Monday, September 8, 2014

Set Backs

Yay!!  I'm so excited I get to write my "Set Backs" post!  Today I weighed myself and I had gained a pound. (I'm not so concerned about my waist measurements because it is hard to remember where I measured the previous weeks.)

Every journey has bumps in the road.  What kind of adventure would it be if we didn't experience highs and lows?  Think of a roller coaster.  How fun would it be to wait in line all that time to only get in and stay flat the entire ride?  Not fun at all.  Kinda like the train ride at the zoo.....BORING!! We need to experience the highs and lows to appreciate the road that we are on. Not only the highs and lows, but the excitement, disappointment, and surprises.  Emotions are great things.  They truly give us the push or pull that we need and they let us know what we like and don't like. What could I possibly learn from this journey if I don't have bumps in my road, or hills that I need to climb?

This last week wasn't the greatest week, hence my 1 pound gain.  (I'm starting to think that the reason why I am not bothered by the fact that I gained a pound is due to my experiences with past diets.  I was "desensitized" from the disappointment.)  I'm actually NOT surprised that I gained weight this week.  Many factors contributed to this weeks gain.  I started the week by biking a 5K with my son in tow, which was GREAT! (This is not a contributing factor.) BUT, this week was that one "special" week in every woman's life. ;) Thursday I felt SO terrible that we ordered pizza, thin crust.  I've eaten pizza before and haven't gained weight so, why this week? I had desserts to make for a memorial I attended yesterday for my mentor from culinary school (I am a pastry chef.).  So, Saturday we got Chinese food because I was baking and busy all day Saturday.  I've eaten Chinese food before and haven't gained weight so, why this week? As I mentioned, I went to a memorial for my mentor from culinary school.  Take note, there were about 20 chefs there and about 10 of them contributed to the food.  There was a TON of food. A ton of GOOD food! I ate the stuff that was pretty good for me, veggies and whole grain bread, but I did have one salted caramel truffle about the base size of a nickel. (About put me in a sugar coma too.) So, why this week?

I've been thinking about it all morning.  I honestly believe that I started to take my weight loss for granted.  I started getting "cocky".  I also didn't pay attention to my body's "not hungry anymore" signals and I didn't exercise as much.  Well, I am humbled.  I can't take this journey for granted, thinking I can eat certain things and get away with it.  On occasion is OK, but not every day.  And not paying attention to my body's signals isn't OK.  I have felt bloated and crappy all week, but that isn't an excuse to fall back into the habit of eating things that aren't good for you. Not to mention that maybe, just maybe, another reason why I have felt bloated and crappy all week, besides the obvious, is because I didn't eat right.  I ate pizza  for two days and Chinese for 2 days.  The majority of my eating this week wasn't healthy and I saw the results of it this morning.

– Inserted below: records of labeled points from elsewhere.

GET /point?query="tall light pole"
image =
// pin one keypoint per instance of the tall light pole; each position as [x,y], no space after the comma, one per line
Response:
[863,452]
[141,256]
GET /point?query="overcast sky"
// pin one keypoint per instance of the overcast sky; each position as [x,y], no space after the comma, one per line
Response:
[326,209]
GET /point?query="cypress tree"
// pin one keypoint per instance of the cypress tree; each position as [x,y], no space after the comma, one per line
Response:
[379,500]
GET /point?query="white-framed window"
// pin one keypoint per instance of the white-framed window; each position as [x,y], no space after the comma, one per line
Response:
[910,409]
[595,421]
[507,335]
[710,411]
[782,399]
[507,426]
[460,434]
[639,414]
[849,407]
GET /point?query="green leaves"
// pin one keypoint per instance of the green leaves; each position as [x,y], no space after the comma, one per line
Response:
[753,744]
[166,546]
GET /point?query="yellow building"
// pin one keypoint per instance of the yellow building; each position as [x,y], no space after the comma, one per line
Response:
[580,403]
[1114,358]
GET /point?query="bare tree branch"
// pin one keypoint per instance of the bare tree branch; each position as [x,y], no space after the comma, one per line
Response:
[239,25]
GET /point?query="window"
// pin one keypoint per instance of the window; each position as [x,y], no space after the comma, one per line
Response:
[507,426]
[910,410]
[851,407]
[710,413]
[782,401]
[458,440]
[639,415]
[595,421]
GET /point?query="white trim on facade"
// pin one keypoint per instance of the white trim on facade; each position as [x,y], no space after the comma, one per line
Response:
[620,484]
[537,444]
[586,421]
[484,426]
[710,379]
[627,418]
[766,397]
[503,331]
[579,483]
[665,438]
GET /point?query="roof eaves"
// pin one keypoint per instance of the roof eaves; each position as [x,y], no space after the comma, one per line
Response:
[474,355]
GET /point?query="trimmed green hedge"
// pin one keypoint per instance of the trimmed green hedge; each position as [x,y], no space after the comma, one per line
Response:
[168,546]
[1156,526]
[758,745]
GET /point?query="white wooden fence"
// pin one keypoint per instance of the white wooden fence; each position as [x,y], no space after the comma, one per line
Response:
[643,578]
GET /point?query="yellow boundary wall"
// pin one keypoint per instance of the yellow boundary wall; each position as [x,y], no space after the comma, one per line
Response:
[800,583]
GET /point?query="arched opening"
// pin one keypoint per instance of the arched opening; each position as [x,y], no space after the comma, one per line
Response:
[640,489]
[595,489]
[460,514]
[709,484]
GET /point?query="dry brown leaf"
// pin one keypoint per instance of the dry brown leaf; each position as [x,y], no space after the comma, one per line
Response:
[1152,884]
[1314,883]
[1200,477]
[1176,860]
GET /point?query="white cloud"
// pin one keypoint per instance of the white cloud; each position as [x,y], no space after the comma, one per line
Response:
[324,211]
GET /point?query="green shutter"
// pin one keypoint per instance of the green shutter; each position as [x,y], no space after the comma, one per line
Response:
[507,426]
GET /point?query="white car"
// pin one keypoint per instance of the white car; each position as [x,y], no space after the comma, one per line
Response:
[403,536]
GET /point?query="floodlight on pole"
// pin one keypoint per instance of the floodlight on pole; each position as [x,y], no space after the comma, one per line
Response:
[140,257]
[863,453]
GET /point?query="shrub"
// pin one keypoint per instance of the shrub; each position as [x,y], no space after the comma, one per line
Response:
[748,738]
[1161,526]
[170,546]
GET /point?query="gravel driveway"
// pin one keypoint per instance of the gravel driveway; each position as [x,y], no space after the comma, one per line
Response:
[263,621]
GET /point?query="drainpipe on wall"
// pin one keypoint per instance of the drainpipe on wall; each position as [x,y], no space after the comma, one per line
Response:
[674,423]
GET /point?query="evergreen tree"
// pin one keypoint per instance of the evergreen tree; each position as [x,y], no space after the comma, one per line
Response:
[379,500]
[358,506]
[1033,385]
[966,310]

So, what am I going to do? I'm going to start paying attention to my body again.  Our bodies are remarkable vessels! They know EXACTLY WHAT we NEED AND how MUCH we NEED.  We just need to listen to it.  I NEED to listen to it. I need to remember that this new way of living isn't MY doing, it is doing what God WANTS me to do.  This wouldn't be happening without him and I need to give thanks for this tool he has given me.

Set backs aren't set backs.  They are an important part in any journey.  Something that we need to experience to get us back on track. They are opportunities for improvement.